If I misunderstood you let me know. I'm definitely a little slow when it comes to these things . And it is very frustrating considering how much money I spent on the set up and how much I've learned since that time that I've still been unable to solve the problem (though if Andy's solution makes sense then I just need to find a friend I trust who knows what he's doing to help since I will not try it myself with all my prized fish in the tank and nowhere else for them to go).

ferguson, that's not the issue but thanks for the suggestion. It's a gurgling noise and is definitely due to something prior to the water leaving the pipe and entering the sump. It goes into a column of water on the left (it is an AGA 3 Sump Model). I don't like the sump much but that's a separate matter altogether.

I do have a lid. And it actually increases the vibration noise of the pump. However, you are right that it decreases the other noises.

Sadly this is not my first thread discussing the noise in my sump (many have tried to help) but hopefully for others there is information in the prior threads that helps. Do a search with my name and AGA and sump. That ought to turn up all the threads I've discussed this issue in, but not too many, if any, other threads.


----------



## Narwhal72 (Sep 26, 2006)

I am afraid the information you were given is still incorrect. A 1" hole will not accomodate a 1/2" bulkhead. You need a 1.125" hole for that size bulkhead. A 1.625" hole will not accomodate a 1" bulkhead. You need a 1.75" hole.

If your tank is indeed fitted with a 1" hole it was drilled not for a bulkhead but for a male thread to female thread connection sealed with a gasket on both sides. This would accomodate a 3/4" pipe fitting. It's an old way of doing things (before ABS bulkheads were widely available) and prone to leaks if disturbed. Dutch Aquarium Systems and Amiracle used to use that method for their seals. However they both used 1" drain lines.

If your drain is only 3/4" the information about changing diameters is correct. You can flow more water than you could if you ran an entirely 3/4" line but there is going to be noise. And a diameter that small is restrictive. I don't know of any professional that would use that small of a drain line unless it was for a very specific purpose.
Your installers information is probably based more on personal experience than any real data. Nothing wrong with that. When I was an installer I went with what worked best for me. However there are a lot of different factors besides hole size that affect flow. And some such as the vertical head pressure allowed to build up above the drain are more important.
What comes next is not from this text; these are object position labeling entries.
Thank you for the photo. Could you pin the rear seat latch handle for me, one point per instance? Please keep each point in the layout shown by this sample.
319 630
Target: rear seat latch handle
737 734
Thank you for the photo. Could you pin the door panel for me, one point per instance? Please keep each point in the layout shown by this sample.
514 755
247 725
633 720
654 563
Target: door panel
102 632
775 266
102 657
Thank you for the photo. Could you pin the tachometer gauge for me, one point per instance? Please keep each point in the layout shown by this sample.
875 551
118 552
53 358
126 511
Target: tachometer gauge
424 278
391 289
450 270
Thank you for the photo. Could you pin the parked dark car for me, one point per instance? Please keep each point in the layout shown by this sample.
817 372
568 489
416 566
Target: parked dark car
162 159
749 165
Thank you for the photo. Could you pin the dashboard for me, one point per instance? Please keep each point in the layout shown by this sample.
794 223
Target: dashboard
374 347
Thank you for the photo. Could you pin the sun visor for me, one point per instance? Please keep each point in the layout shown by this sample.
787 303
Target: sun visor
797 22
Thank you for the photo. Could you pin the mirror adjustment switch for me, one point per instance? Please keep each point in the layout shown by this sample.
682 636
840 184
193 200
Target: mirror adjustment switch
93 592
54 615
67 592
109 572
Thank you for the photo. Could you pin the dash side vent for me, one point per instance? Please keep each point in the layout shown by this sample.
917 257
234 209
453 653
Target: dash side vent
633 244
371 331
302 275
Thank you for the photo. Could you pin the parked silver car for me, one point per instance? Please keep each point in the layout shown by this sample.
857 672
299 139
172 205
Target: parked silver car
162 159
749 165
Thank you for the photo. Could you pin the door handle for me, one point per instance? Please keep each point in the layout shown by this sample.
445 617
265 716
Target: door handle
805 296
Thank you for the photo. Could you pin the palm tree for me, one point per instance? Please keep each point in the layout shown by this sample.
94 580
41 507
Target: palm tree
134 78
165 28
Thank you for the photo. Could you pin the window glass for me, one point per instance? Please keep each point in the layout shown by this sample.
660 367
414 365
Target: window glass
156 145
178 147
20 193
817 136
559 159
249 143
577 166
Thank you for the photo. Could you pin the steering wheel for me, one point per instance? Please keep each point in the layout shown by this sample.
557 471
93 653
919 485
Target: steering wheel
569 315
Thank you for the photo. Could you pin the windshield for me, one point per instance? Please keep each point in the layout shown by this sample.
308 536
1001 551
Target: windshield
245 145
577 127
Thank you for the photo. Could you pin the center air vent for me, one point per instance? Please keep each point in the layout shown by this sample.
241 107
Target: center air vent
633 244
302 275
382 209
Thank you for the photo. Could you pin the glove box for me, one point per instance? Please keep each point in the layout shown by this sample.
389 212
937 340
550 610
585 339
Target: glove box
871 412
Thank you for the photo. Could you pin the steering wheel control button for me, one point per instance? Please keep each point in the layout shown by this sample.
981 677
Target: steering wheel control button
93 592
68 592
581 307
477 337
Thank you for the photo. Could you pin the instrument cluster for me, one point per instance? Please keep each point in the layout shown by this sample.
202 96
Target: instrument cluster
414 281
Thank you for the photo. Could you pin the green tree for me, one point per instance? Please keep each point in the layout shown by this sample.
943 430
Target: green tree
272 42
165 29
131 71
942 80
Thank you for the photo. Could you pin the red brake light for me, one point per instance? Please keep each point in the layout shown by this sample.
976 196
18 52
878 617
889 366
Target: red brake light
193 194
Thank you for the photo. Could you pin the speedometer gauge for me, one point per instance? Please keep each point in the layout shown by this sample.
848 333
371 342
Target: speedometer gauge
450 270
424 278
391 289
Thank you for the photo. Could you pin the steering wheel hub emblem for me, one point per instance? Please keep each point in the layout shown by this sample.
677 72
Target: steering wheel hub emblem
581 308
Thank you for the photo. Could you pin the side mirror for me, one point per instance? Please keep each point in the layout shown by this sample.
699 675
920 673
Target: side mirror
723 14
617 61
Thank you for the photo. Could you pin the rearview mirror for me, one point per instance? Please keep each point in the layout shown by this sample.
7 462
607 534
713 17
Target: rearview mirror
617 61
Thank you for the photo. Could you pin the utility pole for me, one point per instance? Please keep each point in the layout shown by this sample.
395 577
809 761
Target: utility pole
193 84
Any way you can post a picture of your drain system again? Maybe with a closer view of the bulkhead? Also is your tank glass or acrylic? If it's acrylic you can just drill the hole larger or grind out the hole larger with a Dremel to accomodate a larger bulkhead.

Andy


----------



## cholile (Oct 28, 2007)

Tank is glass otherwise I certainly would have someone enlarge the hole. It sounds like the problem is as the installer described. The tank I bought was drilled with too small a hole. Wish there was something I could do.


----------



## brycerb (Dec 23, 2007)

If the hole size is killing your time with your fish, just get a hang on overflow box and block off the drilled hole.


----------



## cholile (Oct 28, 2007)

don't want to put any more money into filtration on this tank and I plan to upgrade to a 300G in the near future.


----------



## brycerb (Dec 23, 2007)

Well i think you will have to write this one off as a learning experiance and upgrade as soon as possible. :thumb:


----------